Predicting Future Hospital Admissions: Can We Focus Intensive Readmission Avoidance Efforts More Effectively?

Published in Outcomes and Insights in Health Management

Author(s): Adam Hobgood, MS; Huiwen Zeng, PhD; Jay Chyung, MD, PhD

Outcomes and Insights in Health Management Readmission to the hospital after discharge represents a cause of distress for patients and significant unnecessary cost to the health care system. Although better hospital care transitions with follow-up support for the discharge plan and general health management are proven approaches to decrease readmission rates, identifying the admitted patients in greatest need of additional post-discharge support is a challenge. Healthways developed and evaluated two predictive models to identify patients at risk of readmission within 30 days of discharge among a population diverse with respect to age, gender and diagnosis.

Both predictive models generate a readmissions risk index (RRI), a score that represents an individual’s relative risk of 30-day readmission based on a variety of variables associated with this outcome. One model incorporates both a patient’s historical (prior year’s claims) and current health care data (hcRRI). The other uses a patient’s current health care data alone (cRRI), built from claims data that replicate data also available to health care providers during an admission, for use in settings in which historical claims are unavailable. A split-sample design was implemented to derive and validate the risk index in a commercially insured population. The hcRRI model yielded slightly higher discriminatory power than the cRRI model. Among patients admitted between June 2008 and May 2009 and who were assigned by each model to a 25% cohort with the highest risk among all admissions, the hcRRI captured 45% of all actual 30-day readmissions and the cRRI captured 44%, both nearly doubling the rate as identified by chance in the general population.
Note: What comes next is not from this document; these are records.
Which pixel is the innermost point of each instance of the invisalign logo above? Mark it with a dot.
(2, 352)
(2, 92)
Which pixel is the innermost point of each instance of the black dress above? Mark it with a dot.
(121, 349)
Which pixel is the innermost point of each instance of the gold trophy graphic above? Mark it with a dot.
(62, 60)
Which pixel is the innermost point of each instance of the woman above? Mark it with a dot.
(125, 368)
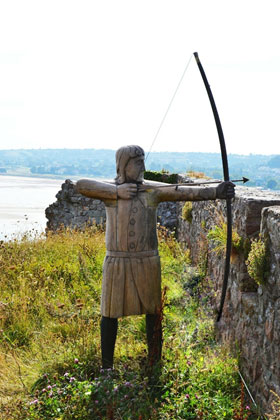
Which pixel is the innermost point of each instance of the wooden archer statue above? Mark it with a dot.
(131, 271)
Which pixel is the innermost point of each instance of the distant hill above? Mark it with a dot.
(262, 170)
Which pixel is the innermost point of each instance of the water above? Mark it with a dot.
(23, 202)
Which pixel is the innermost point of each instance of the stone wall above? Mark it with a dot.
(251, 316)
(77, 211)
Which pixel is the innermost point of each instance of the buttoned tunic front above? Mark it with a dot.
(131, 271)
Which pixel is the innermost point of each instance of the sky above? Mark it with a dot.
(101, 74)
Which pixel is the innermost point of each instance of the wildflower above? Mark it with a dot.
(128, 384)
(34, 402)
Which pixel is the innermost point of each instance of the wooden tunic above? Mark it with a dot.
(131, 271)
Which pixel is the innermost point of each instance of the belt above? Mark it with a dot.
(128, 254)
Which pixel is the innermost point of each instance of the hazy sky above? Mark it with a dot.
(100, 74)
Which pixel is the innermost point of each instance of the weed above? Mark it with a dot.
(258, 261)
(187, 211)
(49, 346)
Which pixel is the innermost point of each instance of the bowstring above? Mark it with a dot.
(169, 105)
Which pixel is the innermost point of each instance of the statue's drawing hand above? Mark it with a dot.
(127, 191)
(225, 190)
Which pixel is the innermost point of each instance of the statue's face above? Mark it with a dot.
(134, 170)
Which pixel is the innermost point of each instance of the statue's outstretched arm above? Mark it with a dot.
(186, 193)
(97, 189)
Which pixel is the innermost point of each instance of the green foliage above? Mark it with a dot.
(275, 413)
(258, 261)
(162, 176)
(49, 344)
(218, 234)
(187, 211)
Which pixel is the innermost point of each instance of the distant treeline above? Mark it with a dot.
(262, 170)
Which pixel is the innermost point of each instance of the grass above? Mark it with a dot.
(49, 340)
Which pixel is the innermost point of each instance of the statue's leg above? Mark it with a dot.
(154, 337)
(109, 328)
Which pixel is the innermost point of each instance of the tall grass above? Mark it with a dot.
(49, 342)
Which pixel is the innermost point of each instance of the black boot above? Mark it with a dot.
(154, 338)
(109, 328)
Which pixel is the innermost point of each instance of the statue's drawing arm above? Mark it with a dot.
(185, 193)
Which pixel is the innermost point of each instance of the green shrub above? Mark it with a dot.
(187, 211)
(50, 343)
(258, 261)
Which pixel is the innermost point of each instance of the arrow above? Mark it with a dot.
(142, 186)
(216, 182)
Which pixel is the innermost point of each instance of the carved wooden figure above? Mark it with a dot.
(131, 271)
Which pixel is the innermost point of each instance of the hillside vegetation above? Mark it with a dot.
(49, 342)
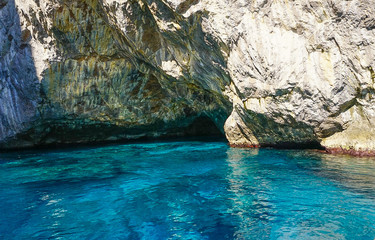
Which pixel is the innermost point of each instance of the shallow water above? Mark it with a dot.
(185, 190)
Both models represent useful tools to direct programs aimed at reducing readmissions through personalized interventions and each may be uniquely applicable to different settings based on the data availability. A primary advantage of using these models in the clinic or for managing the health of a larger population is to allow readmission-avoidance programs to be delivered at scale in a cost-effective manner. Identifying patients at highest risk for readmission allows care teams to direct limited resources most efficiently for the purpose of reducing 30-day readmissions. Effective programs guided by these models represent a significant step toward improving quality of care and containing healthcare costs.

Key Takeaways:

  • Sharecare developed and validated two models that predict patients most likely to have a 30-day readmission.
  • The models provide the opportunity to increase efficiency of intensive discharge support. For example, the hcRRI provides the opportunity to impact up to 52% of readmissions by deliver- ing a program to only 30% of admitted patients.
  • The models can be used during hospitalization for early intervention and provide flexibility for application in settings with varying data availability and with broad patient populations.